Privacy groups' calls for European citizens to have the right to be forgotten online are unrealistic and could damage the economy, according to representatives from the Information Commissioner's Office (ICO) and European Data Protection Supervisor.
ICO deputy commissioner David Smith said that the right to be forgotten was a step too far, during a Westminster debate attended by V3 on Tuesday.
"The right to be forgotten worries us as it makes people expect too much," said Smith.
Instead, Smith said the focus should be on the "right to object" to how personal data is used, as this places the onus on businesses to justify the collection and processing of citizens' data.
"It is a reversal of the burden of proof system used in the existing process. It will strengthen the person's position but it won't stop people processing their data."
European data protection supervisor Peter Hustinx added the right to be forgotten is currently unworkable as most countries are divided on what qualifies as sensitive personal data.
"I believe the right to be forgotten is an overstatement," said Hustinx.
"There needs to be more transparency. I think all parties need to be aware of their accountability, they need to know their share of the responsibility."
Hustinx said increased transparency will increase users' level of trust, making them more willing to let businesses use their data, thus boosting the digital economy.
"Nobody wants to stifle innovation, no-one wants that. But innovation needs effective data protection laws to increase trust. Investment in innovation and trust go hand in hand," said Hustinx.
Smith added that the lack of consensus within the EC about what data is sensitive proves individual states should be able create their own rules.
"The problem with having exact same rules in every state across EU is the only way you do it is having very specific legislation," said Smith.
"My concerns about my privacy are not the same as those of somebody in Sweden or Italy or the Czech Republic. Too much harmonisation is a problem but we need more consistency."
The deputy commissioner highlighted the recent privacy case against Google as proof of the need for self legislation.
"Look at Google with the payload data they take from Street View.
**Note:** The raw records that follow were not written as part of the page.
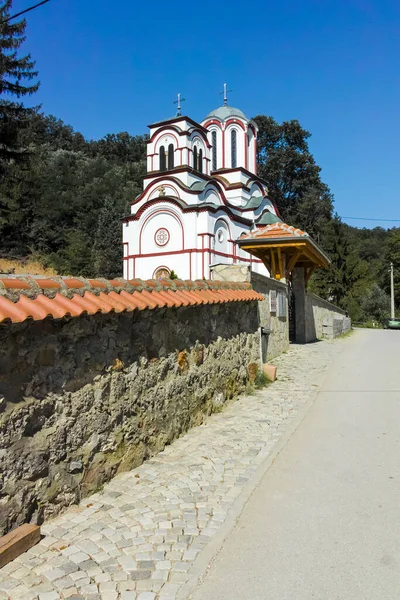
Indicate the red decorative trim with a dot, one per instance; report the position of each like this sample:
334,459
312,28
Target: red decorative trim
235,122
176,120
192,251
245,151
188,209
158,268
223,148
164,210
168,236
162,134
213,122
202,135
182,186
158,185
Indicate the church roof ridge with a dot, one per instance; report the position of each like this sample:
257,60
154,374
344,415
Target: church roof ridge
224,112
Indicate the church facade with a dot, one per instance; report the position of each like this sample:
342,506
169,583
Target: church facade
201,193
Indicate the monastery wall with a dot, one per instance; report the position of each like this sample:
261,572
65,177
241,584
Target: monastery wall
96,377
273,309
323,319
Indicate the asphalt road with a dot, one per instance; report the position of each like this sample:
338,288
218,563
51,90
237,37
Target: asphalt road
324,523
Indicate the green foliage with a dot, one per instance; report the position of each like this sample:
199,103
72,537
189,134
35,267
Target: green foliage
376,303
287,165
107,248
14,69
58,208
63,196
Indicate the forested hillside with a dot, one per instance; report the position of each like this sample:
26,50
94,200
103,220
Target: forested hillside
62,197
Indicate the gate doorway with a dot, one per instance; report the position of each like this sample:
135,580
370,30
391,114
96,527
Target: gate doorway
292,314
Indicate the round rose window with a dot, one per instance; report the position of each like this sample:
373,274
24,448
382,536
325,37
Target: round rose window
162,237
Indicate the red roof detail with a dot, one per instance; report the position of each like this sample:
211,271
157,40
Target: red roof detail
275,230
36,298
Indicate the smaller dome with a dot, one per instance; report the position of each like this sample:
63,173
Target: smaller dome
224,112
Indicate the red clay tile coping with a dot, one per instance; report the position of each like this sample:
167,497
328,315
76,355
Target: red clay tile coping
26,297
273,230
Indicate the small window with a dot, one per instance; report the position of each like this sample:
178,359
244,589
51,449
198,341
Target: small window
170,157
163,164
195,158
233,148
214,145
161,273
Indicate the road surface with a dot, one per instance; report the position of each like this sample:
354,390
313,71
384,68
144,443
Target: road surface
324,523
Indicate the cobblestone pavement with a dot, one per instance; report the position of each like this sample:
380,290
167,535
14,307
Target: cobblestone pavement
139,537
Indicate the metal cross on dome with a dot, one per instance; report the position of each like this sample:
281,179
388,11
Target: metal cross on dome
178,102
225,93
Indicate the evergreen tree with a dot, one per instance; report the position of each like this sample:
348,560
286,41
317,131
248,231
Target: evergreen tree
13,71
107,247
287,165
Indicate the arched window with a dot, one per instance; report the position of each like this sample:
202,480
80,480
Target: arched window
214,145
233,149
195,158
170,157
163,164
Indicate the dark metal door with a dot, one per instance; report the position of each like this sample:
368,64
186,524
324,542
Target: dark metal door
292,315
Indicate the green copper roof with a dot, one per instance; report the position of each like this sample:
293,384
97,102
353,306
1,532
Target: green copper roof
198,186
224,112
254,202
268,218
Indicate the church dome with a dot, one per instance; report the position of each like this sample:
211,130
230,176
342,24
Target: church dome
224,112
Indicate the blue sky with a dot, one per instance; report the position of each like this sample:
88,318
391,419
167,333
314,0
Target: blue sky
333,65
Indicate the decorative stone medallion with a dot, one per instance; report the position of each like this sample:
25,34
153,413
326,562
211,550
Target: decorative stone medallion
161,237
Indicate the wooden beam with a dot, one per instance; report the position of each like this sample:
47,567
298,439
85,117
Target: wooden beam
17,542
292,262
272,245
280,264
309,272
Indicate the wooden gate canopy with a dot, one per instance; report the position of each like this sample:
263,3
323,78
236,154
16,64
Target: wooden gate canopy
282,247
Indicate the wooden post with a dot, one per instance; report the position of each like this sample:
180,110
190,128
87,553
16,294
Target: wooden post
17,542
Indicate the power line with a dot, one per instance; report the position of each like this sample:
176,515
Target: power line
24,11
368,219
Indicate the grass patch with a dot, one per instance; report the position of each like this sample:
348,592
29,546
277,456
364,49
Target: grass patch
261,380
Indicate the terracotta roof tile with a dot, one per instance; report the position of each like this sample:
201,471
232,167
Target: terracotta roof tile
30,297
275,230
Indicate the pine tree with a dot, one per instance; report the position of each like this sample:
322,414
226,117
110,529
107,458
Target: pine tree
107,247
14,116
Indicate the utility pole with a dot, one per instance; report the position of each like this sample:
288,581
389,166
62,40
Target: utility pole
391,292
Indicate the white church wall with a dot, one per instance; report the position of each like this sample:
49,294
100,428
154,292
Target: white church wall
218,129
240,141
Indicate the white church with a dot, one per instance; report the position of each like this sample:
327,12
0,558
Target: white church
201,192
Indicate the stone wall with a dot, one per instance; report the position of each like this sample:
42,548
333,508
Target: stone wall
323,319
84,398
275,322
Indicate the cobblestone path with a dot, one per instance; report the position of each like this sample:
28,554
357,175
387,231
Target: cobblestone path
139,537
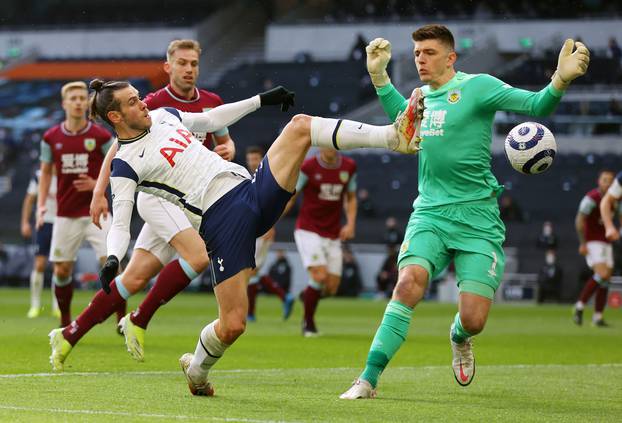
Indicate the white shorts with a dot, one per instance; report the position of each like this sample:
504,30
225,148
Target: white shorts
69,233
315,250
599,252
163,220
262,247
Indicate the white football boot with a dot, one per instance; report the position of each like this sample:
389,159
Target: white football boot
197,387
360,389
463,363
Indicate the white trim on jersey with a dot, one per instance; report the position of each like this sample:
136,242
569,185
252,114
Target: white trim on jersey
615,190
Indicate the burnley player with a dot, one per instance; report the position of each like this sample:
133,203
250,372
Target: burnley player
155,245
43,239
254,156
597,250
231,208
455,215
614,195
75,148
327,183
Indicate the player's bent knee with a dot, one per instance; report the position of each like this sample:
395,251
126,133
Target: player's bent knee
473,323
62,270
409,289
233,330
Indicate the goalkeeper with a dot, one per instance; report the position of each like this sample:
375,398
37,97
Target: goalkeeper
456,216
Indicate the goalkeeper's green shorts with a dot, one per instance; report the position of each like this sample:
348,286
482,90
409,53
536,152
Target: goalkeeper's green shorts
471,234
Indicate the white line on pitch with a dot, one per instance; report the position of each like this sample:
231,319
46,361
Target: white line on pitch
128,414
289,370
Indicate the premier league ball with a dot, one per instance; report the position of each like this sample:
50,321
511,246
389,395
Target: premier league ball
530,148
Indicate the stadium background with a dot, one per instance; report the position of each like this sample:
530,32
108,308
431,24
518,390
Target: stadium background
315,47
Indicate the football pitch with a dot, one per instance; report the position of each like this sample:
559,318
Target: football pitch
533,364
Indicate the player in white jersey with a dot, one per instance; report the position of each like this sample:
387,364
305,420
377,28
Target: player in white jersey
254,156
159,155
43,238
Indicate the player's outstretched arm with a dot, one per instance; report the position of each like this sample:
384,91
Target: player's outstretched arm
45,180
99,203
378,57
606,213
228,114
570,64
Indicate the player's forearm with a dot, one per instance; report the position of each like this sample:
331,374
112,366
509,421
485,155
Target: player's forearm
351,210
221,116
606,210
45,179
579,224
27,204
103,179
391,100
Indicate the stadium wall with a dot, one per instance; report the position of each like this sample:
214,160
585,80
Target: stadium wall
334,41
93,43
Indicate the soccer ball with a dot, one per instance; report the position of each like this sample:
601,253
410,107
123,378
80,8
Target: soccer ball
530,148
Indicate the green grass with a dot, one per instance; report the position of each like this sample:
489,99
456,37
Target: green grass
534,364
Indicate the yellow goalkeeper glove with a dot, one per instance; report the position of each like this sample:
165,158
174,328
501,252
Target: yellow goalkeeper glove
378,56
570,65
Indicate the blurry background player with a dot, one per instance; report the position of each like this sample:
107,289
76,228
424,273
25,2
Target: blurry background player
327,182
163,220
75,148
254,155
607,205
597,250
43,238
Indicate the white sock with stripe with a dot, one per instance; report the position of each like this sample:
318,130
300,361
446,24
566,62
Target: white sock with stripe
36,286
209,349
347,134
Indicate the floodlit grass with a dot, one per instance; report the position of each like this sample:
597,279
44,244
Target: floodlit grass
534,364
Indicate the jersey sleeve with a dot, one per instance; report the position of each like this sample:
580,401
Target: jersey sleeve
497,95
391,100
587,205
123,183
106,146
33,187
615,190
302,181
352,185
45,154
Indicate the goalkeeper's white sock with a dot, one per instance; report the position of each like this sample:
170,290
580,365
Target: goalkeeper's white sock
209,349
36,286
347,134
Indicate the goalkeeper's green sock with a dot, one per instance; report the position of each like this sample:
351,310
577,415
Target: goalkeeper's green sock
458,334
389,338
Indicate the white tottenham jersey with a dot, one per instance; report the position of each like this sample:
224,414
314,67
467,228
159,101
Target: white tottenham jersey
169,162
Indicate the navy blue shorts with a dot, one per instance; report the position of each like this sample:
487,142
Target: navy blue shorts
43,239
232,224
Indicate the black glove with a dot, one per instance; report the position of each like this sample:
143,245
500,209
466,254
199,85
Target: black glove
276,96
108,273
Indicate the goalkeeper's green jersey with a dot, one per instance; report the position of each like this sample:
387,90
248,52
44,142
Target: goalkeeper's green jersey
454,161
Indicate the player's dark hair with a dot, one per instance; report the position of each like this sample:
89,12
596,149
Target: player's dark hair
255,149
435,32
103,100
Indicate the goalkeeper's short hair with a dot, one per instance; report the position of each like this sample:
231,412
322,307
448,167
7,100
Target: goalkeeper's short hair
435,32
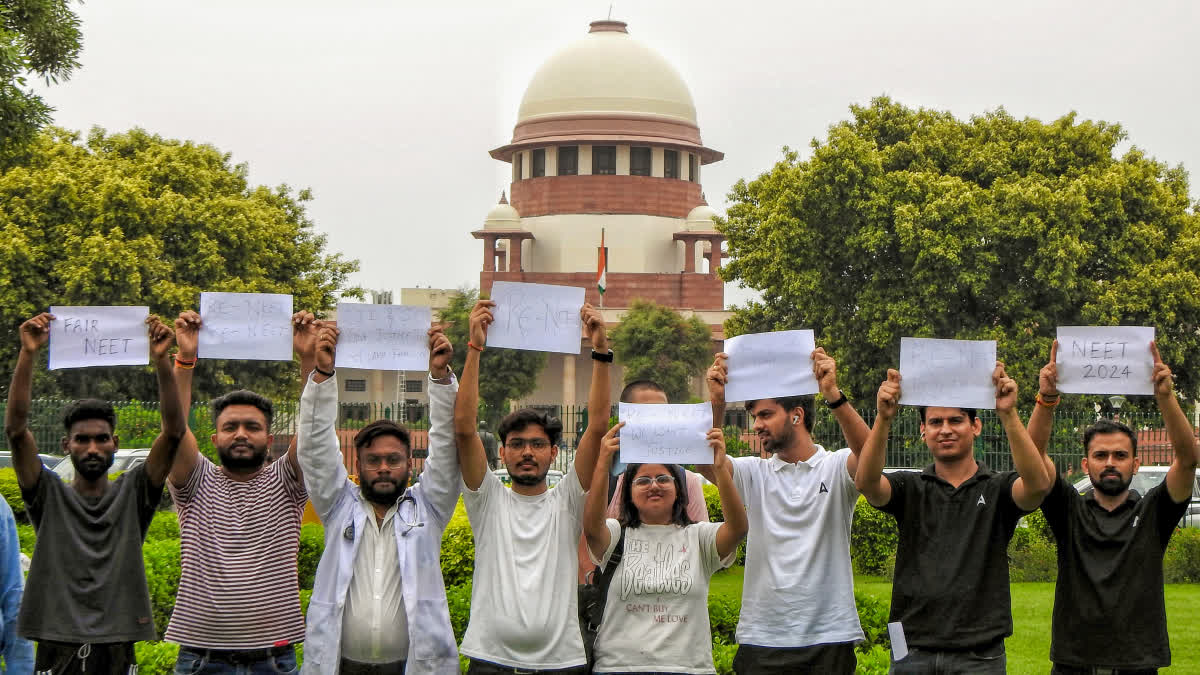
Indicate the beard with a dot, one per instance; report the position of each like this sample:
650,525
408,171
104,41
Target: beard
384,490
1111,483
256,460
91,467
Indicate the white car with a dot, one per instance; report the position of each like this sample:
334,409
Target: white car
1146,478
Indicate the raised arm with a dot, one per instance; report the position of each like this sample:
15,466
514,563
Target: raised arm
441,477
34,335
594,529
599,398
736,525
472,457
187,332
1042,418
174,419
856,431
1033,481
869,475
1182,473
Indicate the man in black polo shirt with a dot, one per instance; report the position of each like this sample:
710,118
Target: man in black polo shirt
951,589
1109,614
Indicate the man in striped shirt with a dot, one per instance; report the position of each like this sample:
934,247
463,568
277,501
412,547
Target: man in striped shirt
238,607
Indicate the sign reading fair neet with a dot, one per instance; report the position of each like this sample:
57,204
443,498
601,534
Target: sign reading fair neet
767,365
666,432
383,336
537,316
1105,359
87,336
947,372
245,326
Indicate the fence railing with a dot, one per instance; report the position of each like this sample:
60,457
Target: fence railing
137,424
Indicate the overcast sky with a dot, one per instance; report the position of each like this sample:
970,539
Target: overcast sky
387,109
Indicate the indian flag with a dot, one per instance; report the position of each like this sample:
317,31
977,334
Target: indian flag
601,267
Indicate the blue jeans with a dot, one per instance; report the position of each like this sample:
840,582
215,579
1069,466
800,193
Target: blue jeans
204,662
988,659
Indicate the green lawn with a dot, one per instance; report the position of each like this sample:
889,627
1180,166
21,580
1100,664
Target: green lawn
1029,649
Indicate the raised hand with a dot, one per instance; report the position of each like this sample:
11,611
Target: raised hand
593,323
187,334
1006,388
441,352
36,332
161,338
888,399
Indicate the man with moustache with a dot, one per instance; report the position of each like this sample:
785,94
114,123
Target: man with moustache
379,605
238,608
1111,539
87,601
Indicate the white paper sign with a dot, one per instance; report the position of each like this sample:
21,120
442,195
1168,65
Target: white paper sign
537,316
87,336
767,365
1105,359
245,326
666,432
383,336
947,372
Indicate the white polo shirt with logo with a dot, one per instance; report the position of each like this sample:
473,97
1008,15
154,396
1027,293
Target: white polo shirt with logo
799,586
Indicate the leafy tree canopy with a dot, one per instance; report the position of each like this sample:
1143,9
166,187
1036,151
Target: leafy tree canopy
657,342
503,374
133,219
911,222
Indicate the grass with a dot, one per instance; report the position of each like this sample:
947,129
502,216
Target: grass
1029,649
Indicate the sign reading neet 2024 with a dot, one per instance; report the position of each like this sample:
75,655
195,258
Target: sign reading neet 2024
383,336
245,326
767,365
537,316
87,336
947,372
666,432
1105,359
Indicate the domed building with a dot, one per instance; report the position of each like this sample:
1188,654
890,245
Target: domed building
606,139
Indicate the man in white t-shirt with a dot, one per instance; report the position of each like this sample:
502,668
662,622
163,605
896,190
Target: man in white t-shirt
523,604
798,611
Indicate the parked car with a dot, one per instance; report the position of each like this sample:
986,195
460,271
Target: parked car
124,460
1149,477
We didn't do a very good job there," said Smith.
"Some of our colleagues have found Street View unacceptable, but we think banning Street View because of privacy invasion would be a step too far and not what our citizens want. Other nation's citizens may feel differently."
Earlier, UK justice minister Lord McNally had attacked the proposed privacy overhaul, warning the costs accrued by businesses would cause untold harm to the region's economy.